Dis-moi Le Chat : est-ce vrai que tu laves plus blanc que blanc ?


----------



## PATOCHMAN (26 Janvier 2005)

sylko a dit:
			
		

> Tu postes à double?



Enfer et double bite! C'est, ma fois, vrai...


----------



## poildep (26 Janvier 2005)

sylko a dit:
			
		

> Tu postes à double?


 Les modos vont beaucoup plus vite quand il s'agit d'étouffer une révolution.


----------



## Pierrou (26 Janvier 2005)

Chez moi à Nantes on en a eu un peu hier, mais rien de bien épais.... en revanche, ça pourrait recommencer demain.


----------



## Anonyme (26 Janvier 2005)

Oui depuis lundi


----------



## Anonyme (26 Janvier 2005)

on voit la neige depuis quelques jours par intermittence

au sol elle ne reste pas beaucoup  , mais ce peu est glacé 
on navigue entre -2° et -8°

ce qui est bizarre est cette neige : des tout petit minuscules flocons
bien solides et qui bougent au sol avec le vent..

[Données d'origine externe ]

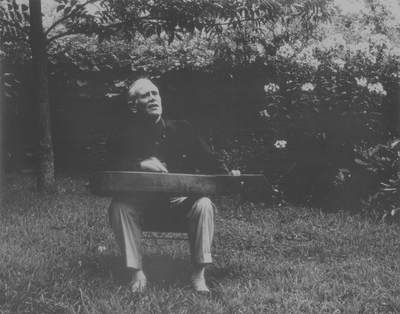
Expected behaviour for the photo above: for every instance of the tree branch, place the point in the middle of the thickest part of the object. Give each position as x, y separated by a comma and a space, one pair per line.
13, 24
24, 40
66, 17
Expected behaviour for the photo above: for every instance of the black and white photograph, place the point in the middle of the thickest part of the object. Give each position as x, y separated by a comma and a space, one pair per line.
199, 156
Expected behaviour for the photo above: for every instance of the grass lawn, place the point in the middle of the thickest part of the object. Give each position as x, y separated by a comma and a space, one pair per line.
58, 255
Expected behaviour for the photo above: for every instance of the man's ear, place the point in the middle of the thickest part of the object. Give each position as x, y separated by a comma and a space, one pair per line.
132, 106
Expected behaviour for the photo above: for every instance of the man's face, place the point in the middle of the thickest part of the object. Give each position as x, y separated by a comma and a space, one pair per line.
146, 100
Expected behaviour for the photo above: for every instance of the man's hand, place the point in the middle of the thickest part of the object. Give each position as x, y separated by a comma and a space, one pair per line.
234, 173
154, 165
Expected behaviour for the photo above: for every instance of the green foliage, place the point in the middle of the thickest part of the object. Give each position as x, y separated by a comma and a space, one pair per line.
383, 160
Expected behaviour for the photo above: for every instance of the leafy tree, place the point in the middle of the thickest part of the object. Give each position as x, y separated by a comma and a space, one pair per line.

un peu comme le confettis de carneval


----------



## sonnyboy (26 Janvier 2005)

robertav a dit:
			
		

> on voit la neige depuis quelques jours par intermittence
> 
> au sol elle ne reste pas beaucoup  , mais ce peu est glacé
> on navigue entre -2° et -8°
> ...



C'est ça oui... et aprés la marmotte, elle plie la papier alu....

SECURITE !!!!:affraid:


----------



## Gabi (26 Janvier 2005)

robertav a dit:
			
		

> on voit la neige depuis quelques jours par intermittence
> 
> au sol elle ne reste pas beaucoup  , mais ce peu est glacé
> on navigue entre -2° et -8°
> ...


Essaie Head & Shoulders.


----------



## sonnyboy (26 Janvier 2005)

Gabi a dit:
			
		

> Essaie Head & Shoulders.



Sinon, un truc :

La coke faut aspirer, pas souffler !


----------



## Anonyme (26 Janvier 2005)

bilbooooooooooooo !!!!!!!

on est voisin , tu peux leur confirmer ce que j'ai dit ?  :rose: 

il ne me croyent pas !!!


----------



## sonnyboy (26 Janvier 2005)

Meuh si, meuh si...

Oui allo ?... oui, vous pouvez venir la chercher...oui... elle s'est calmée là...mais venez vite...clic.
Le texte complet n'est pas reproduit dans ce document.